The internet has indeed helped them tremendously: they’re often contacted for pro assignments and fan commissions through their Web site (www.shocktraumastudios.com), and it proves an invaluable tool for networking. “In a career sense, most artists need networking in order to be in the loop when a project arises,” says Gorham. “Publishers are more likely to work with people they know (and trust to get things done) than to just hire someone unknown. It pays to be out there and have your name passed around.”

One case where ‘names were passed’ was the Iowa episode of Extreme Makeover: Home Edition. The show came to Gladbrook to build the Kibe family a new home; the producers discovered one of the boys lost his comic collection in a house fire.

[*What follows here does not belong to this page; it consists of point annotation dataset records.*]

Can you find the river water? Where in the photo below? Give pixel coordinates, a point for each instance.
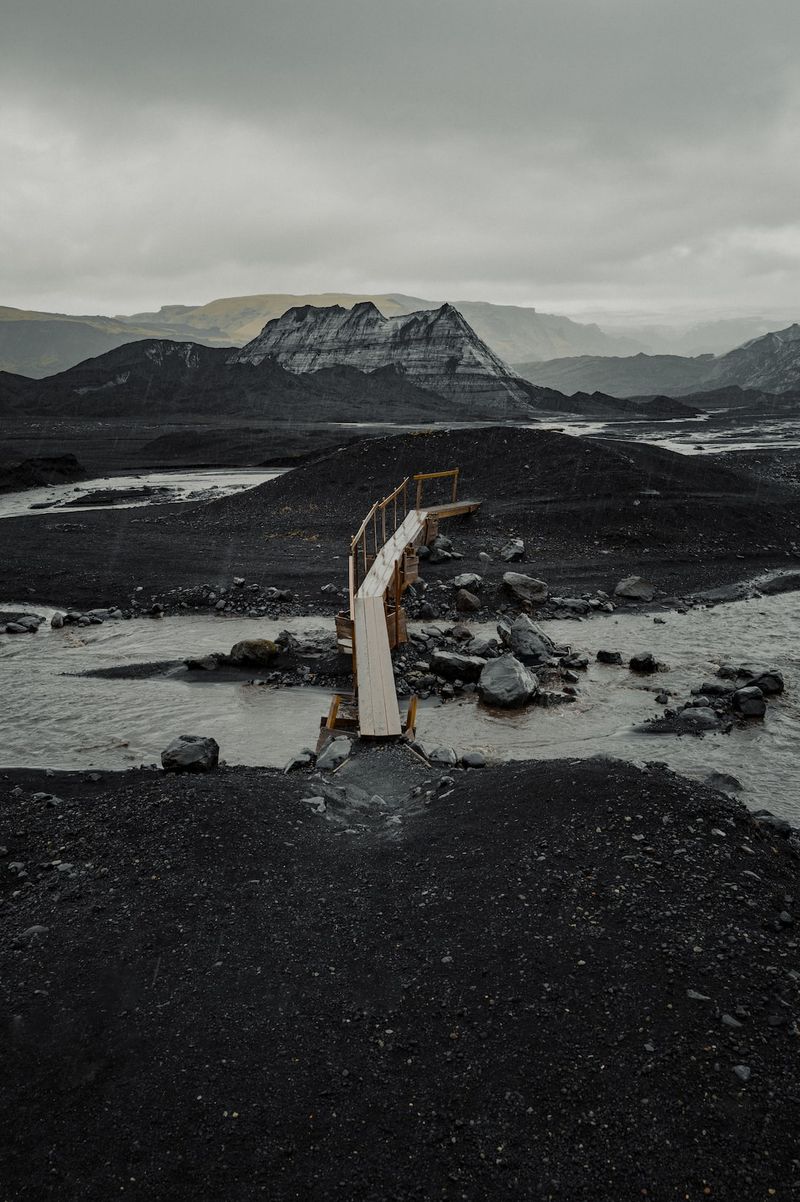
(190, 485)
(66, 721)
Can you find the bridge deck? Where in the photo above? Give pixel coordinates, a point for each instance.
(378, 714)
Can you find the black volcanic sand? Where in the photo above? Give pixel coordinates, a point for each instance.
(37, 470)
(590, 511)
(119, 447)
(237, 998)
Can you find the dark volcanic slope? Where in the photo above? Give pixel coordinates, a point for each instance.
(166, 380)
(519, 993)
(587, 509)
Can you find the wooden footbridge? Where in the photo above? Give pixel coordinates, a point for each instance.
(383, 561)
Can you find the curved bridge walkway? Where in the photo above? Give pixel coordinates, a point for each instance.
(382, 564)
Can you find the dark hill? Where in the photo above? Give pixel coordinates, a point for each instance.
(589, 510)
(515, 993)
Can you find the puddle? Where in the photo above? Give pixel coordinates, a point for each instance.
(171, 487)
(75, 723)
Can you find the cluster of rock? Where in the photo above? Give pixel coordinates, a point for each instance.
(739, 694)
(312, 658)
(520, 665)
(13, 623)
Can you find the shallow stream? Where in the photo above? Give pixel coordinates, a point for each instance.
(66, 721)
(187, 485)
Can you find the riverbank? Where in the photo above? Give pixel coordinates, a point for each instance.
(543, 980)
(590, 512)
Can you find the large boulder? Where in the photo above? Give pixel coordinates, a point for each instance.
(256, 652)
(507, 683)
(467, 581)
(634, 588)
(513, 551)
(525, 588)
(769, 682)
(750, 702)
(334, 754)
(454, 666)
(191, 753)
(644, 662)
(527, 642)
(466, 601)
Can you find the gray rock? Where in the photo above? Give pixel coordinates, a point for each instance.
(254, 652)
(443, 755)
(750, 702)
(466, 601)
(30, 934)
(772, 822)
(191, 753)
(634, 588)
(336, 751)
(525, 588)
(573, 605)
(579, 662)
(723, 781)
(481, 646)
(302, 760)
(527, 642)
(698, 718)
(507, 683)
(513, 551)
(454, 666)
(770, 683)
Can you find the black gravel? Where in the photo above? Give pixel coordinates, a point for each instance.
(548, 982)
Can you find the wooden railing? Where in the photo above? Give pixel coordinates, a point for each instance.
(376, 528)
(383, 519)
(422, 476)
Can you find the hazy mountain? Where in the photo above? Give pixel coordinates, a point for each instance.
(435, 349)
(161, 380)
(770, 363)
(39, 344)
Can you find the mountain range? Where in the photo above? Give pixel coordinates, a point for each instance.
(770, 363)
(310, 364)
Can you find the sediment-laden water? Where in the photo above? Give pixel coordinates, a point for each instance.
(143, 488)
(65, 721)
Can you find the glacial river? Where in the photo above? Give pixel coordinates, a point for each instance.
(66, 721)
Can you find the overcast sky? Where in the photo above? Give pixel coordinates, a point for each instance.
(577, 155)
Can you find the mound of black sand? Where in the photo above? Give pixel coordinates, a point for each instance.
(590, 512)
(34, 472)
(560, 981)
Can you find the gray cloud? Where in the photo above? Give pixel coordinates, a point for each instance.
(608, 154)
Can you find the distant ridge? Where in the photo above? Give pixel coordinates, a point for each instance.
(770, 363)
(435, 349)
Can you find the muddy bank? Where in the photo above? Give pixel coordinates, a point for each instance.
(553, 980)
(31, 472)
(589, 512)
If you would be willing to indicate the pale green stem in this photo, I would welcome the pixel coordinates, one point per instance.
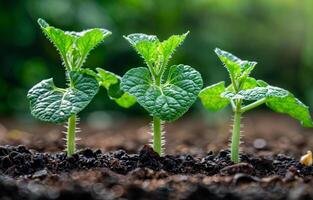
(253, 105)
(71, 136)
(157, 127)
(157, 135)
(235, 140)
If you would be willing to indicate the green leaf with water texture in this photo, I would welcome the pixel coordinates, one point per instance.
(52, 104)
(172, 98)
(74, 47)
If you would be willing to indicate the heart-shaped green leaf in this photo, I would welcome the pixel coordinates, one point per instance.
(211, 97)
(154, 52)
(51, 104)
(172, 98)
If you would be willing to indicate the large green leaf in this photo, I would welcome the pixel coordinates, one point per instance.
(211, 97)
(51, 104)
(291, 106)
(74, 47)
(155, 53)
(172, 98)
(111, 82)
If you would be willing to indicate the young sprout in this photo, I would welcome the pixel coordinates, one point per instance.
(58, 105)
(165, 92)
(245, 93)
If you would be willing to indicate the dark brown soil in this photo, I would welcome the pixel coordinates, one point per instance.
(194, 166)
(146, 175)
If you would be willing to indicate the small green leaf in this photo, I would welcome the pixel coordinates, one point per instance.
(211, 97)
(262, 92)
(88, 40)
(168, 46)
(262, 83)
(107, 78)
(51, 104)
(155, 53)
(235, 66)
(170, 100)
(232, 63)
(145, 45)
(249, 83)
(74, 47)
(291, 106)
(126, 100)
(111, 82)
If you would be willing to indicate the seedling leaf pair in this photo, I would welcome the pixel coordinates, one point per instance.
(57, 105)
(249, 89)
(165, 92)
(245, 89)
(51, 104)
(74, 47)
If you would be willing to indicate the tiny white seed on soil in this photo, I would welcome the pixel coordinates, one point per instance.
(307, 159)
(259, 143)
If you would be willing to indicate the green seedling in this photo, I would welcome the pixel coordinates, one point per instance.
(245, 93)
(58, 105)
(165, 92)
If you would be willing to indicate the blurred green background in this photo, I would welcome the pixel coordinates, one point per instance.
(278, 34)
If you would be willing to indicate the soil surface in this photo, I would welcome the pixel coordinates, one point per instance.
(115, 163)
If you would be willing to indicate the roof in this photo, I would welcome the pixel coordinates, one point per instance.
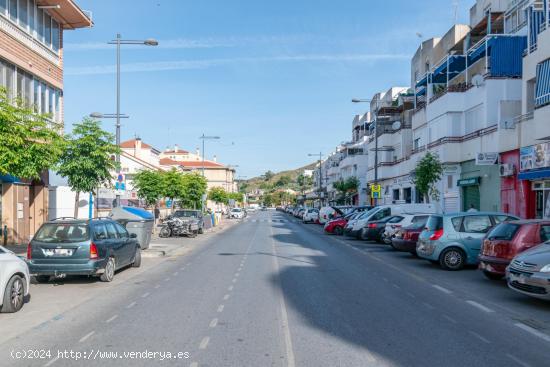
(132, 143)
(69, 14)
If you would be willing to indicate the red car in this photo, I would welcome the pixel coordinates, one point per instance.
(508, 239)
(406, 238)
(336, 225)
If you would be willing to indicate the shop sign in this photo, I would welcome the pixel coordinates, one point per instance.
(534, 157)
(486, 159)
(469, 181)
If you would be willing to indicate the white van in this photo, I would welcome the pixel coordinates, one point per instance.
(383, 211)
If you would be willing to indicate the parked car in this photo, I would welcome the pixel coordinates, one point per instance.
(454, 240)
(194, 218)
(508, 239)
(408, 220)
(406, 238)
(529, 272)
(383, 211)
(310, 215)
(236, 213)
(95, 247)
(338, 224)
(14, 281)
(374, 230)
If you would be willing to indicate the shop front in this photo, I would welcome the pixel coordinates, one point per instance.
(480, 184)
(535, 171)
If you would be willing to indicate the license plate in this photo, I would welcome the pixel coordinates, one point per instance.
(58, 252)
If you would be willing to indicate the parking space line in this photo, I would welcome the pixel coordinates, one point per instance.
(213, 323)
(533, 331)
(480, 306)
(85, 337)
(479, 337)
(204, 343)
(442, 289)
(111, 319)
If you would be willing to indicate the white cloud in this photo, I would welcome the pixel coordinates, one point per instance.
(207, 63)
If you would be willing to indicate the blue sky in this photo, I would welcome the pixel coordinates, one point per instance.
(274, 79)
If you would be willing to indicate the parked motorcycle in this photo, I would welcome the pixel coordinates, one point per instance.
(174, 227)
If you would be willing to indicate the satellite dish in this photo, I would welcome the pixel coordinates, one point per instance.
(478, 80)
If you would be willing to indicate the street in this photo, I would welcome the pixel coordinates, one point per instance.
(271, 291)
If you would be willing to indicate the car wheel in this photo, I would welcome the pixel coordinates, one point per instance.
(452, 259)
(137, 258)
(109, 273)
(42, 278)
(493, 276)
(14, 296)
(165, 232)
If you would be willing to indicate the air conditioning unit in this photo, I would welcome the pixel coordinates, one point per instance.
(506, 169)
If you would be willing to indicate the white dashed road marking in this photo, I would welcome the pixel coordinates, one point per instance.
(479, 306)
(85, 337)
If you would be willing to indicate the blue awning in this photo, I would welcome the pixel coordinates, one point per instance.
(534, 175)
(542, 93)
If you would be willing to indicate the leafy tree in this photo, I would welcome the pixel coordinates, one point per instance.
(149, 185)
(194, 187)
(29, 143)
(172, 185)
(218, 195)
(428, 171)
(86, 160)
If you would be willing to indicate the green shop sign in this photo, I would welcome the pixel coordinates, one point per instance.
(469, 181)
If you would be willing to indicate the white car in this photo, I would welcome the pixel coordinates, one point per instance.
(236, 213)
(310, 215)
(14, 281)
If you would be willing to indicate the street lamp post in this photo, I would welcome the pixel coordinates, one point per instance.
(375, 138)
(118, 42)
(320, 175)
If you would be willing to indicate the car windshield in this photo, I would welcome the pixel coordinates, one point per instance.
(504, 231)
(63, 233)
(186, 213)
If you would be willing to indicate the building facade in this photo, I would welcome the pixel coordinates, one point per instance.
(31, 68)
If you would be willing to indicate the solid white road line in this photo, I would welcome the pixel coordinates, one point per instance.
(111, 319)
(533, 331)
(213, 323)
(442, 289)
(485, 340)
(480, 306)
(518, 361)
(51, 362)
(85, 337)
(204, 343)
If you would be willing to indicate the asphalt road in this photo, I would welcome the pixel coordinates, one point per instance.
(274, 292)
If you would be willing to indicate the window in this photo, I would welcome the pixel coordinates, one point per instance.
(111, 231)
(544, 233)
(13, 10)
(476, 224)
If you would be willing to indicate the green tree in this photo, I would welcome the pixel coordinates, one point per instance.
(194, 187)
(86, 160)
(218, 195)
(29, 142)
(149, 185)
(428, 171)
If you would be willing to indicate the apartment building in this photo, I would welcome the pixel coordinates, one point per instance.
(31, 67)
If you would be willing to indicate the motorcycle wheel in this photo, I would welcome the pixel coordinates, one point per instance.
(165, 232)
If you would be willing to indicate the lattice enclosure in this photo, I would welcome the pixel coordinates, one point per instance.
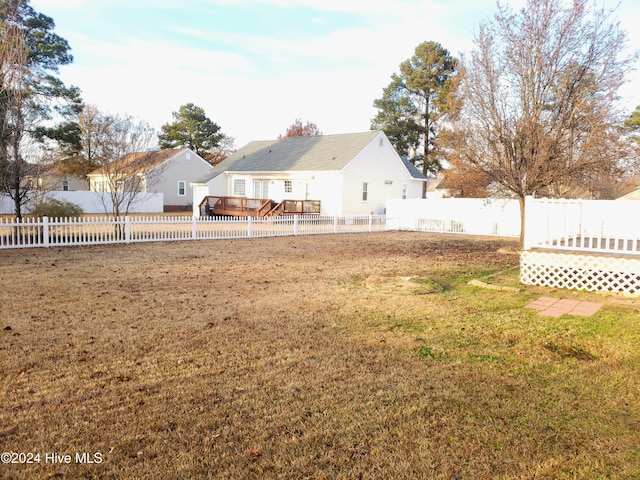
(580, 272)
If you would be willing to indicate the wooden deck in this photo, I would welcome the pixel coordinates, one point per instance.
(256, 207)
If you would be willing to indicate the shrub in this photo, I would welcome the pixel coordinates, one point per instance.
(52, 207)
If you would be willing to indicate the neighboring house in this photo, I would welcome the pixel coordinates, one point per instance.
(169, 172)
(632, 195)
(53, 177)
(350, 174)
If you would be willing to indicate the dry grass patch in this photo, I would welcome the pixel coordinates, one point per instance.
(275, 358)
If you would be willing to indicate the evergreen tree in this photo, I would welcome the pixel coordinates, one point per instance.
(191, 128)
(414, 102)
(31, 95)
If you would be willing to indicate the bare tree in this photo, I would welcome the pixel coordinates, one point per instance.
(297, 129)
(540, 94)
(120, 149)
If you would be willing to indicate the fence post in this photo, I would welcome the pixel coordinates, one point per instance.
(529, 223)
(127, 229)
(45, 231)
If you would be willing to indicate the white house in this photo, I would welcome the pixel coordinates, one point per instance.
(350, 174)
(169, 172)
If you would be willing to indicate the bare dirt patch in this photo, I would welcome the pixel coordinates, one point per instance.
(285, 358)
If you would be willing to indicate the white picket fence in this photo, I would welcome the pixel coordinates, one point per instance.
(594, 226)
(47, 232)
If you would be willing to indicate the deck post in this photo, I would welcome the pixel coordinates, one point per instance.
(127, 229)
(45, 231)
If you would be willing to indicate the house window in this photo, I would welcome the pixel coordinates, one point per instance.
(239, 187)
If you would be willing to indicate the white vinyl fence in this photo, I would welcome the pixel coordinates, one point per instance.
(470, 216)
(47, 232)
(595, 226)
(591, 245)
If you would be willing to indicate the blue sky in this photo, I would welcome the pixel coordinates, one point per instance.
(257, 65)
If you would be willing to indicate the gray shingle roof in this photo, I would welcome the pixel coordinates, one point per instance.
(322, 152)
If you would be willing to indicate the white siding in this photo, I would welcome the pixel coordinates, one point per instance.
(165, 177)
(382, 169)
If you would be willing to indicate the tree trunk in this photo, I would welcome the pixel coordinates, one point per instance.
(521, 202)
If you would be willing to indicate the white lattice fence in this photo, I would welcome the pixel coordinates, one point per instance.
(580, 271)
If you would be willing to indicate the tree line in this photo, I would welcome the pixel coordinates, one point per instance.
(532, 111)
(45, 124)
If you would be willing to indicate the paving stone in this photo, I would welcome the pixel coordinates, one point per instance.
(554, 307)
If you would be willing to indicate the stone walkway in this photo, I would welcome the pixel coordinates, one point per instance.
(554, 307)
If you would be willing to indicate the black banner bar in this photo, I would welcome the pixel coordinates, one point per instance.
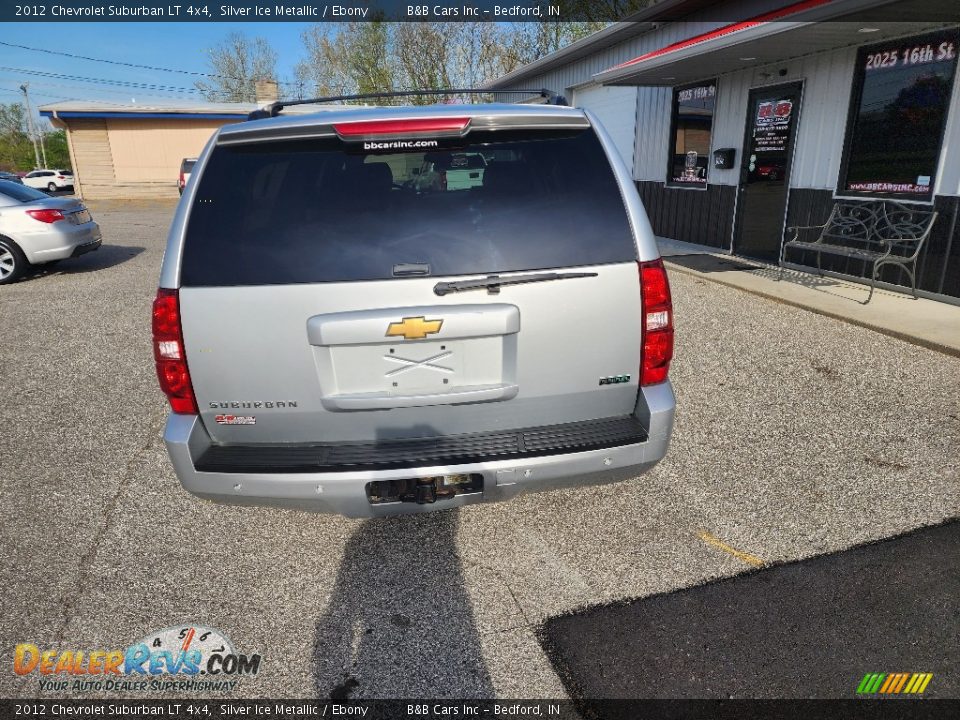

Producers contacted the Iowa Comic Book Club for donations; the ICBC went one better: they told the show there was a pro comic artist nearby, and Hester found himself painting a mural for the boy’s room featuring a custom superhero. “It was exhausting and stressful, but worth it,” says Hester, who called in fellow Shocktraumanauts Aaron Gillespie and Brook Turner to help finish in time.

The Shocktraumanauts frequently celebrate their victories and mourn their losses via their chat room, and they know how lucky they are that fans can access them via their Web site.

“The internet has vastly changed the comic book industry as a whole,” Caskey says. “I can’t think of any other entertainment industry where the big names are so accessible to the average fan. You can be into the most obscure characters or genres, yet instantly connect with countless people who share your passion.”

Hester agrees. “It’s a worldwide tree house for people to sit in and argue about Thor being tougher than Superman. It’s really quite beautiful.”